Rozmowa z Leszkiem Łuszczewskim, sprzedawcą używanych samochodów z Lublina
Trudno jest dziś sprzedać samochód?
- Zależy co się sprzedaje. Na ogół tak, ale jeżeli auto jest dopieszczone do sprzedaży, w dobrej cenie, z małym przebiegiem, w ładnym kolorze, to można taki samochód sprzedać stosunkowo szybko.
Klienci wybrzydzają?
- Różnie z tym bywa. Są tacy, którzy oczekują czasami, że w 20-letnim aucie będzie jeszcze folia na siedzeniach, a samochód będzie pachniał nowością. Stary samochód, nawet jakby stał cały czas w garażu i tak po jakimś czasie będzie wyglądać na swoje lata. Nie ma cudów. Ale też rozumiem, że każdy chce kupić auto w jak najlepszym stanie za jak najmniejsze pieniądze. Ważne jest zaufanie do sprzedającego.
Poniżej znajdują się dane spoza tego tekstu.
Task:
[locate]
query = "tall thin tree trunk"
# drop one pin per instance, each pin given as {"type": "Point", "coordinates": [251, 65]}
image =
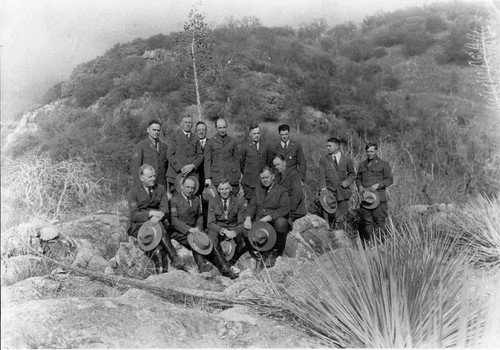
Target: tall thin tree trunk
{"type": "Point", "coordinates": [197, 87]}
Ja mam wielu klientów, którzy do mnie wracają i już kupili po kilka aut. Zauważyłem, że są dwa rodzaje klientów: kupujący i tzw. oglądacze. Ci pierwsi chcą rzeczywiście kupić auto, ci drudzy chcą sobie jedynie pooglądać. I czasami dochodzi do kuriozalnych sytuacji, bo zdarza się, że oglądają takie auto kilka razy, najpierw sami, potem ze znajomymi fachowcami, na koniec z rodziną. Kiedy nie mają się już czego przyczepić, a widać, że nie wiedzą jak wyjść z twarzą, to tłumaczą, że samochód jest super, ale jednak nie ten odcień, albo że syn, dla którego kupują auto, to dopiero za pół roku zapisze się na kurs na prawo jazdy. Znam takich, którzy w ten sposób spędzają też wolny czas: oglądają samochody.
Na co kupujący zwracają przede wszystkim uwagę?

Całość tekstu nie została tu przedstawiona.